Our Goals
Through innovative research and analysis, broad dissemination of findings, and collaboration with health care and social service providers, United Hospital Fund works to advance public and professional understanding of the crucial role family caregivers play in the health care system, and stimulate systemic change, and provide caregivers with the support and resources they need. UHF also helps to develop policies and programs that support family caregivers’ needs for information, education, training, and inclusion in the patient’s health care team. While New York is the focus of much of this work, its impact and relevance are national.
Our Action Plan
Caregiver Research
UHF conducts original and unique research into the issues facing family caregivers and patients to better understand and address their issues and struggles.
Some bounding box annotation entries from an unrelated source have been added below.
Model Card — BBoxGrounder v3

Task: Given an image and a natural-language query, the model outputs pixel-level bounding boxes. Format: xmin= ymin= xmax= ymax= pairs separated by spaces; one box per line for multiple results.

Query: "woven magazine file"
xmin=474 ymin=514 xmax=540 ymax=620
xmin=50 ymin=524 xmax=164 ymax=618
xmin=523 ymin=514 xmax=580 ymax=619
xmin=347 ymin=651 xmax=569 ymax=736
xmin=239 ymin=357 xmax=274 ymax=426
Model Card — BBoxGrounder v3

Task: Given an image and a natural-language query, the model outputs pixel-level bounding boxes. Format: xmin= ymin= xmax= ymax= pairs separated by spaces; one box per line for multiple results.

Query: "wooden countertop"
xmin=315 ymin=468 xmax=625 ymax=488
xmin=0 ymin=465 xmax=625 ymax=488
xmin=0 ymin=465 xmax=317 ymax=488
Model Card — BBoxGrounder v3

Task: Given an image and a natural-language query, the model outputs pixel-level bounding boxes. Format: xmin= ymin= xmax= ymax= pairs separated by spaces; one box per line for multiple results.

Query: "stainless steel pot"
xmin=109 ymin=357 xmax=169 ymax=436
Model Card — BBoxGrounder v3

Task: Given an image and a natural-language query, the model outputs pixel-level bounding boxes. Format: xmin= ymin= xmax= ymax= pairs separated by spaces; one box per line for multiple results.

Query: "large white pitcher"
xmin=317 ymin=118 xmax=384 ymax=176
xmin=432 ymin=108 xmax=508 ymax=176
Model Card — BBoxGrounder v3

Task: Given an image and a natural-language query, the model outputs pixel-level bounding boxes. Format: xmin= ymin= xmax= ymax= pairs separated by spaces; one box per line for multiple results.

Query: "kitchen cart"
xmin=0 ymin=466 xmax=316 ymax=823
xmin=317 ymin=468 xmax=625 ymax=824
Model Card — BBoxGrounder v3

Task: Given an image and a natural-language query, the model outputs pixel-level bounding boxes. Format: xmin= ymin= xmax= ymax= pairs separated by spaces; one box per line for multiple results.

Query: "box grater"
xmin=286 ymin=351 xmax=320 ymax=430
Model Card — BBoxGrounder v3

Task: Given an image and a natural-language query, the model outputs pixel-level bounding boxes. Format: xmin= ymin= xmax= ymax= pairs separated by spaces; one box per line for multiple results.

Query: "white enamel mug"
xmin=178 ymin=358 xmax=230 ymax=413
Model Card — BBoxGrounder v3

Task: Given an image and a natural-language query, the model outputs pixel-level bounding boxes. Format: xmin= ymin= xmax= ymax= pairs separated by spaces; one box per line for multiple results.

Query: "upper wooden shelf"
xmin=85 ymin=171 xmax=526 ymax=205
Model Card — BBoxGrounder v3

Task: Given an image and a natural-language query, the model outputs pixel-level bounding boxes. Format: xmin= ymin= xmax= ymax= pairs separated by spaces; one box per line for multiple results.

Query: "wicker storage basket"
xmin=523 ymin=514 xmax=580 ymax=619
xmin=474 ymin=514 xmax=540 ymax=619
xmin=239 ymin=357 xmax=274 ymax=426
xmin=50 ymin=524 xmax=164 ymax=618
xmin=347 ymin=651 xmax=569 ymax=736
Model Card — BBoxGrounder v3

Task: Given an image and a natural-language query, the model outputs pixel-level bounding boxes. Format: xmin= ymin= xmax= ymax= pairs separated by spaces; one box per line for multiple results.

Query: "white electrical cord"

Reports and surveys have been compiled on patients who refuse home health care services, family caregiver perspectives on medication management and wound care, family caregivers who provide complex chronic care to people with particularly demanding cognitive and behavioral health conditions, the wide range of medical and nursing tasks performed by spousal caregivers, and the results of a national survey of 1,677 family caregivers.
Caregiver Support
The day a patient is discharged from the hospital is too often a “hurry up and wait” experience that can be confusing and frustrating. Patients and their family members have a lot of information thrust upon them, with little support as they struggle with decisions about various logistics—transportation home, preparing the home for convalescing patients, dealing with changes in medications, making a follow-up appointment. Patients and their caregivers often arrive home stressed and bewildered, and mistakes occur.
Over 30 states, including New York, have passed versions of the Caregiver Advise, Record, and Enable (CARE) Act to ease this transition by requiring hospitals to include family caregivers in discharge planning and give them post-discharge training. UHF has created a CARE Act guide for patients and their caregivers, and a toolkit for hospital personnel, designed to integrate the legislation’s requirements into daily practice.